The Buddhist STUPAS
of
Victor’s Way
The stone mounds which you see around you are called stupas. They represent Buddhist burial mounds in which the relics of Buddhist saints were enclosed. Stupas (like the Bodhi tree) served as means of remembrance rather than of worship, the earliest Buddhists not believing in gods, the soul, an after-life and so on. In India, Afghanistan, Kashmir and China stupas ranged in size from a few inches to several hundred feet. Buddhist ‘saints’ (i.e. ‘perfect beings’)
came in 2 versions. The popular, later version of the saint (as role model)
was the ‘ceased’ guy or gal who had perfected impeccable moral (hence political)

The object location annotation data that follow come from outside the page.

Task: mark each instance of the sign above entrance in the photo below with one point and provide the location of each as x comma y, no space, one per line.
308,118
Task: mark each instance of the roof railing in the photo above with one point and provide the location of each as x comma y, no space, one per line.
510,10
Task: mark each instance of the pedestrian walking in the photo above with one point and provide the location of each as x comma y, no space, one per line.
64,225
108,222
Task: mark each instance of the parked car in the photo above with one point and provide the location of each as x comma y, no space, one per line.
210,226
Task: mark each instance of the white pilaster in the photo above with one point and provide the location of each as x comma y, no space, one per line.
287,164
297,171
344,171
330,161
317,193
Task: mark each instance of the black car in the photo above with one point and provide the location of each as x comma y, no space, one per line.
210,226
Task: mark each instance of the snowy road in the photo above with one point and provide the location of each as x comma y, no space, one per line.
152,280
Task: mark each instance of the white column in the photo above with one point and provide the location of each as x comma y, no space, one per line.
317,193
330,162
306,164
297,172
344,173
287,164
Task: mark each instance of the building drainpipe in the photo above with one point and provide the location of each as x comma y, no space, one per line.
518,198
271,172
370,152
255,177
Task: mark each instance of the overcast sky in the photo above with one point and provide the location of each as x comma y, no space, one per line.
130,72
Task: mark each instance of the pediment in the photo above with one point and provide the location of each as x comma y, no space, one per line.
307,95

behaviour. The earlier, unpopular version of the saint was the ‘ceased’
amoral (free of any role) social dropout who had actually experienced the
Buddha’s universal solutions of the cause and ending of existence and of
suffering. Here, along Victor’s Way, the relics of a long since ‘ceased’ being are carved onto the outsides of the stupas. They transmit coded information about the means of attainment of the deathless state of non-relativity. If you lie on a bench or simply hold very still and
absorb into the stupas or be absorbed by them, you can perhaps experience the
quasi deathless state of non-being (meaning: going
on ‘standby), that is to say, of absolute release from the stress (meaning
unpleasant turbulence) of responding, called Nirvana.